Taking Advantage of the Arbitrage Opportunity in R…


Outside of perhaps David Greene, I have been arguably the biggest proponents of buy, rehab, rent, refinance, repeat—otherwise known as the BRRRR strategy. The BRRRR strategy has been very good to me and many others, but alas, my dear friends, all good things must come to an end.

OK, the word “end” might be a bit hyperbolic here. The BRRRR strategy is by no means completely over—and it will certainly come back in full force one day. No real estate market stays the same forever. That being said, the BRRRR strategy is not the ideal way to invest in real estate at this particular time. And, the reason for that is simple: There just isn’t much out there.

Unprecedented low levels of inventory

It’s strange to think back to the beginning of the Covid pandemic when virtually everyone was screaming that the sky was falling—and that the housing market would be doing a redux of 2008. Yeah, about that…
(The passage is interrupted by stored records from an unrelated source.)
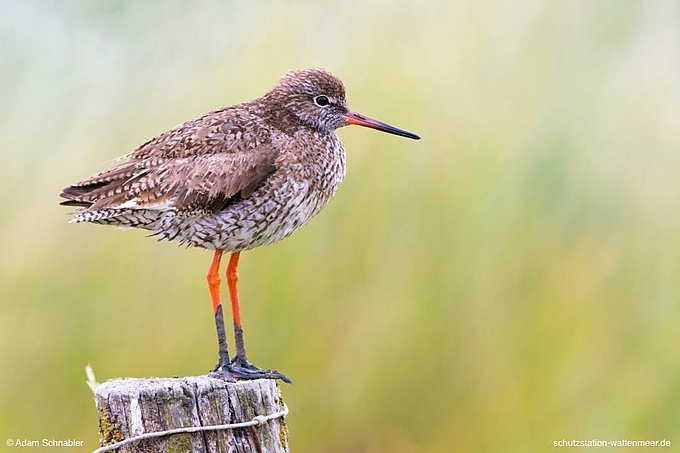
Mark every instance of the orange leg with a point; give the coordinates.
(213, 278)
(232, 282)
(240, 368)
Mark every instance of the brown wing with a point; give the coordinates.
(197, 165)
(201, 182)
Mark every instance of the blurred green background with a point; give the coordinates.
(510, 280)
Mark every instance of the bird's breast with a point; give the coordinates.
(305, 180)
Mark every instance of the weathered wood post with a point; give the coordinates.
(137, 408)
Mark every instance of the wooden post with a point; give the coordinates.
(131, 407)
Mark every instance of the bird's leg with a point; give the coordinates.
(241, 368)
(213, 278)
(232, 281)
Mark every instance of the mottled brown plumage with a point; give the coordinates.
(233, 179)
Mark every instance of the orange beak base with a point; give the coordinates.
(366, 121)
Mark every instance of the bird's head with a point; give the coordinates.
(317, 98)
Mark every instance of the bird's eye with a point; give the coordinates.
(321, 101)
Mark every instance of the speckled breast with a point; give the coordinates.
(310, 168)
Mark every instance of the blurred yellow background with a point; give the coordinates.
(510, 280)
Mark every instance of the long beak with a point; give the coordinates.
(366, 121)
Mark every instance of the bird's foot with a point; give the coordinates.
(244, 370)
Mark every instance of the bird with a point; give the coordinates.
(231, 180)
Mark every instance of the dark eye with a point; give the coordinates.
(321, 101)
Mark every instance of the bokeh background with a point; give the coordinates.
(511, 280)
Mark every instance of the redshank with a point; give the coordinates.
(232, 180)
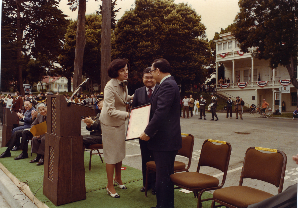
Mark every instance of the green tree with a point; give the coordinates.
(42, 28)
(91, 62)
(161, 28)
(271, 26)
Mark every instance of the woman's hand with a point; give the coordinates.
(295, 158)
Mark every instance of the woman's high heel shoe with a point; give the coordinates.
(112, 195)
(120, 186)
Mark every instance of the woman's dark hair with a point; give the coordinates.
(163, 65)
(115, 66)
(147, 70)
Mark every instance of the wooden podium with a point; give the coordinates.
(64, 173)
(10, 118)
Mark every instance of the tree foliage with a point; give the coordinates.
(43, 29)
(271, 27)
(91, 62)
(161, 28)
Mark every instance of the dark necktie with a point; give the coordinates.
(150, 92)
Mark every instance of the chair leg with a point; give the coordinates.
(213, 204)
(199, 199)
(90, 160)
(99, 155)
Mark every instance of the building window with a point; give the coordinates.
(230, 45)
(225, 46)
(294, 98)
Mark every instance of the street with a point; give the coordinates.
(276, 133)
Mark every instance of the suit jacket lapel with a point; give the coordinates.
(118, 90)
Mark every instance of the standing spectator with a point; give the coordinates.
(242, 104)
(112, 120)
(229, 107)
(202, 103)
(142, 97)
(191, 105)
(163, 132)
(238, 108)
(196, 107)
(213, 107)
(206, 88)
(220, 81)
(264, 106)
(295, 114)
(185, 103)
(8, 100)
(17, 103)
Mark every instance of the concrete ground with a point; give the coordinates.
(279, 133)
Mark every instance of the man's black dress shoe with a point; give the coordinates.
(15, 148)
(40, 162)
(21, 156)
(5, 154)
(34, 160)
(153, 192)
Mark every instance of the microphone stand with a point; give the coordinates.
(78, 88)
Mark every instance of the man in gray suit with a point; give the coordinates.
(142, 96)
(163, 132)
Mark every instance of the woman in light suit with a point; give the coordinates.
(112, 118)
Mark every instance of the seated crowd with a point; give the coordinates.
(31, 111)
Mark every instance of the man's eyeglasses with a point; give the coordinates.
(152, 70)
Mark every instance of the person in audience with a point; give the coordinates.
(17, 132)
(38, 142)
(17, 103)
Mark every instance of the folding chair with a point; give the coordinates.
(186, 151)
(215, 154)
(95, 147)
(259, 163)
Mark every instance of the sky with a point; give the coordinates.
(215, 14)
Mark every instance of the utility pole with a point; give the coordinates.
(19, 48)
(80, 45)
(105, 42)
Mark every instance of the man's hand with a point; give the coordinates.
(144, 137)
(295, 158)
(88, 121)
(33, 114)
(20, 115)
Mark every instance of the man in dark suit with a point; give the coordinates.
(163, 131)
(141, 97)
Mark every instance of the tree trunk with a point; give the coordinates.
(105, 42)
(291, 69)
(293, 74)
(80, 45)
(19, 49)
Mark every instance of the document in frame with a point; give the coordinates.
(138, 121)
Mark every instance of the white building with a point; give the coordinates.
(250, 78)
(54, 84)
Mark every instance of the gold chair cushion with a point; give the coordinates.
(151, 165)
(240, 196)
(179, 165)
(194, 180)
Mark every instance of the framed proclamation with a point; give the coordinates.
(138, 121)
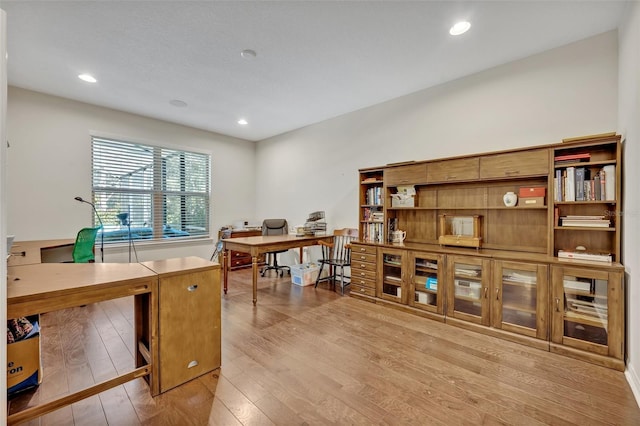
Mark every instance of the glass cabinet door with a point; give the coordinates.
(588, 311)
(468, 289)
(426, 285)
(581, 308)
(391, 280)
(519, 298)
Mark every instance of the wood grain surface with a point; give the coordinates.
(309, 356)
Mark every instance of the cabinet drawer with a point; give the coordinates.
(362, 249)
(526, 163)
(368, 273)
(369, 291)
(363, 258)
(453, 170)
(404, 175)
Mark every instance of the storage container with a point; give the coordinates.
(304, 273)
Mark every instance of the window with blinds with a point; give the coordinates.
(148, 192)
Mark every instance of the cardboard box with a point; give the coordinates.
(305, 273)
(431, 284)
(531, 201)
(532, 191)
(23, 362)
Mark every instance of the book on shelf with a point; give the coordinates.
(583, 255)
(585, 183)
(572, 158)
(370, 180)
(587, 221)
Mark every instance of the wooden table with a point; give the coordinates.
(28, 252)
(264, 244)
(39, 288)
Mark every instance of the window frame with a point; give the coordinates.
(159, 193)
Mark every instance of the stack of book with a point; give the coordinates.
(584, 255)
(531, 196)
(585, 221)
(583, 183)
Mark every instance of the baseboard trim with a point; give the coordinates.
(634, 381)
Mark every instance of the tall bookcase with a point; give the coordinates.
(589, 216)
(514, 279)
(371, 205)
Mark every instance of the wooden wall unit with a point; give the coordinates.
(523, 289)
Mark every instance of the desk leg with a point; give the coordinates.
(225, 268)
(254, 264)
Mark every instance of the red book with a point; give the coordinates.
(573, 157)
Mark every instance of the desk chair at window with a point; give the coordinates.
(83, 249)
(337, 255)
(275, 227)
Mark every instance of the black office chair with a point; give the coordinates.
(275, 227)
(337, 255)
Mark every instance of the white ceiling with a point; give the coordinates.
(315, 59)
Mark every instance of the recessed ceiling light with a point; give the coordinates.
(88, 78)
(460, 28)
(178, 103)
(248, 54)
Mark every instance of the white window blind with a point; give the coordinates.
(149, 192)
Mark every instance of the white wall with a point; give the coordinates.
(565, 92)
(50, 163)
(628, 125)
(3, 208)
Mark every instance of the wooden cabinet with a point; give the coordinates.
(533, 162)
(588, 313)
(189, 319)
(461, 169)
(406, 174)
(587, 212)
(238, 260)
(371, 205)
(426, 282)
(467, 289)
(391, 275)
(501, 286)
(519, 295)
(363, 270)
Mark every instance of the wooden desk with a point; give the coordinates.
(28, 252)
(264, 244)
(40, 288)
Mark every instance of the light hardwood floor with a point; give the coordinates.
(310, 356)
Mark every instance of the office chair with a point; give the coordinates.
(220, 245)
(274, 227)
(83, 249)
(337, 255)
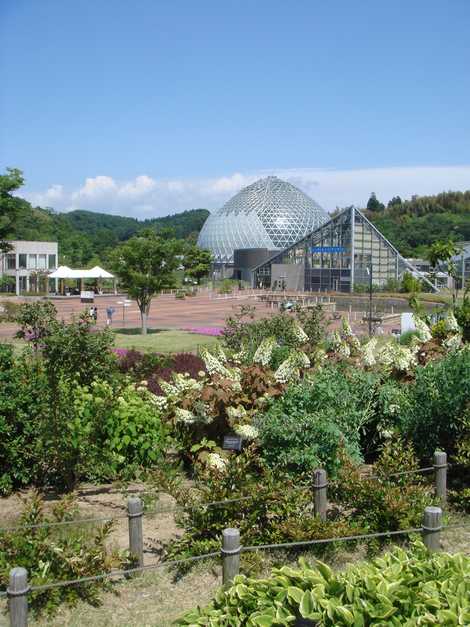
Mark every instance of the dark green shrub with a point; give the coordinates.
(305, 427)
(439, 399)
(23, 400)
(277, 508)
(387, 503)
(9, 310)
(243, 332)
(54, 554)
That is not what happened, obviously. Rather than the bottom falling out, the housing prices have skyrocketed during a nearly unprecedented nationwide lull in for-sale housing inventory. Back in April of last year, Jackson County, where our operation is based, had an unheard of 0.6 months of inventory! For reference, a “balanced market” that favors neither buyer nor seller typically has a full six months of inventory to offer buyers.

And, as late as December, the dial had barely moved—and only 0.8 months of inventory remained.

That means that for every five properties sold in a month, only four remained on the market. The likelihood of getting a property under contract in less than 30 days is over 50%.

For example, I was recently trying to buy a home to live in and everything—I mean everything—was getting multiple offers and going for over asking. (I’ll remind you I live in sleepy old Kansas City, Missouri.) One home had 14 offers in its first week. Eventually, we were able to sneak through for only $15,000 over asking.